Pretrial detention, unsurprisingly, has a disparate impact on minority communities. Requiring payment of bail essentially punishes those who cannot afford to pay, thereby punishing the poor. And historically, black and brown defendants are more likely to be detained pretrial than white defendants. Pretrial detainees are also most likely to be convicted, particularly by pleading guilty, as it’s the fastest way out of detention. Criminal defendants in pretrial detention are also most likely to receive harsher sentences

The system has been broken long before the COVID-19 pandemic. However, since the pandemic began, both physical and mental health within jails has decreased, due to the lack of adequate medical care and a drastic increase in solitary confinement in order to quarantine sick inmates. And that’s only the start. The pandemic has  closed courtrooms, postponed trials and grand juries, and restricted access to counsel. People who might have spent months in pretrial detention before the pandemic are now spending years there; and those years are spent in dangerous, bleak conditions. As the Vera Institute for Justice explains, jails, with overcrowding and poor sanitation, “spell disaster during a pandemic.” 

Although some local governments have reduced jail populations by releasing detainees, it has not been enough to protect inmates from the spread of COVID-19 within jails.
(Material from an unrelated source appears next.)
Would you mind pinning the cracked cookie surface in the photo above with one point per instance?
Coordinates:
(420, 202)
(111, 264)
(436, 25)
And in some cities, the reductions did not last long: Los Angeles jails, for instance, are now back to capacity, and more than four times as many children from Illinois were detained before, rather than after trials in July 2020, according to a report from the Juvenile Justice Initiative.

In many cities, detainees are fighting back. Multiple class-action lawsuits have been filed alleging that officials running local and federal jails that hold pretrial detainees have mishandled COVID-19 outbreaks. In Baltimore, the outbreak involved led to one third of inmates contracting the virus. In Philadelphia, the outbreak in November led to 171 cases. The St. Clair County jail in Illinois faces a similar lawsuit. The jail, which has capacity for just 418 inmates, currently has a daily average population of 493. 

This country’s system of pretrial detention was already destroying American lives every day. No one should be jailed simply because they can’t afford to pay bail. However, since the start of the pandemic, the pretrial detention system has only become more deadly. The failures of local, state, and federal governments in protecting their citizens demonstrate only more starkly the need for radical change.